Camden, January 21, 2008 In the past six years, some 700 jobs, most technical in nature, have been added in a city with virtually no middle class. During that time, the upstart firms in one Camden business incubator have landed more than $100 million in military contracts.

"It creates job slots that people can get if they can get a quality education," said U.S. Rep. Rob Andrews, a Democrat whose district includes Camden, a city of 80,000 across the Delaware River from Philadelphia.

Much of the defense industry research and product development is taking place at the Applied Communications and Information Networking Program, or ACIN, which is home to a business incubator and research done by faculty and graduate students at Philadelphia-based Drexel. Federal grants, including one awarded last year for $4 million, subsidize the operations and marketing costs of the operation where about 250 people work.

Projects include preparing a system to analyze information about ships spotted by cameras off the coast of the United States, teaching robots to work together and systems to deliver data through cell phones.

For decades, Camden has been suffering. It's always included on lists of the nation's poorest and most crime-ridden places. A century ago, the city was booming and technology was a big part of the reason.

In 1901, the Victor Talking Machine Co. set up here. It built an early record players, including the Victrola, and recorded musical stars of the time. Since then, a related company - by now distantly related - has remained on the city's waterfront. Through mergers and spinoffs, the business was part of RCA, then General Electric, Martin Marietta and Lockheed Martin. By the early 1990s, what remained in the city was a division of L-3, a defense contractor specializing in intelligence-gathering tools. It now has about 1,200 employees in Camden. In the late 1990s, Andrews joined the House Armed Services Committee and became interested in why the military lagged years behind in technology.

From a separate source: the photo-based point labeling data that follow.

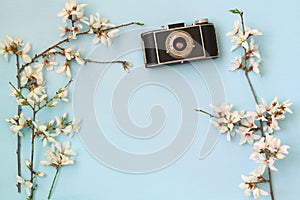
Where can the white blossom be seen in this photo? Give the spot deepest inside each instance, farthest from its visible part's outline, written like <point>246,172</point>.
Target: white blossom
<point>260,111</point>
<point>49,65</point>
<point>237,63</point>
<point>58,155</point>
<point>240,39</point>
<point>36,96</point>
<point>5,50</point>
<point>72,127</point>
<point>254,66</point>
<point>71,8</point>
<point>75,30</point>
<point>31,75</point>
<point>235,29</point>
<point>63,94</point>
<point>17,124</point>
<point>267,150</point>
<point>23,53</point>
<point>27,184</point>
<point>222,109</point>
<point>65,69</point>
<point>250,185</point>
<point>247,135</point>
<point>253,50</point>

That's when he became a proponent of trying to get private businesses to create military uses out of commercial technology. ACIN was designed largely to do that. It opened in a warehouse rented from L-3 with no fanfare in 2001. Now, it's housed on one floor of the two-year-old Waterfront Technology Center. Sometimes robots on wheels zip around the otherwise-vanilla maze of cubicles and offices.

Half of another floor of the building is occupied by Gestalt, a company that, with 280 employees worldwide, outgrew ACIN. The firm, which does military consulting and develops battlefield computer simulations, was bought last year by the big consulting firm Accenture, but has said it will stay in Camden.

Most incubators charge upstart companies based on how much office space they get. But at ACIN, companies pay $350 per employee each month. That covers office space, phone lines, Internet connections, copies, coffee - and, more important, advice from the center's leaders.

Lou Bucelli, the entrepreneur in residence, has experience getting companies off the ground. And its general manager, Ed Celiano, has experience contracting with the military.

Brad Blumberg, CEO of a company called Smarter Agent, said the low overhead cost is why he decided to move into ACIN more than five years ago as one of its first occupants. The company makes a program for cell phones that use global positioning system technology and information from a variety of sources, including public records to real estate listings. At the push of a button on a standard cell phone, people can get information about nearby apartments for rent. The company is adding a version for home sales, too. But there's also a government application.

Blumberg said he'd like to sell versions to public agencies like homeland security organizations and fire departments. Firefighters could use it to find out instantly if a burning building has any registered hazardous materials. And relief workers dispatched during a disaster could find information about a devastated home, he said.

Blumberg said he is not especially loyal to Camden. If his company, which he expects to have 20 employees by springtime, outgrows ACIN, he will go where the economic deal is best. But on at least a small scale, his company has boosted the local economy. The CEO and his employees have spent so much time at one restaurant that its menu has a salad called "the Smarter Agent."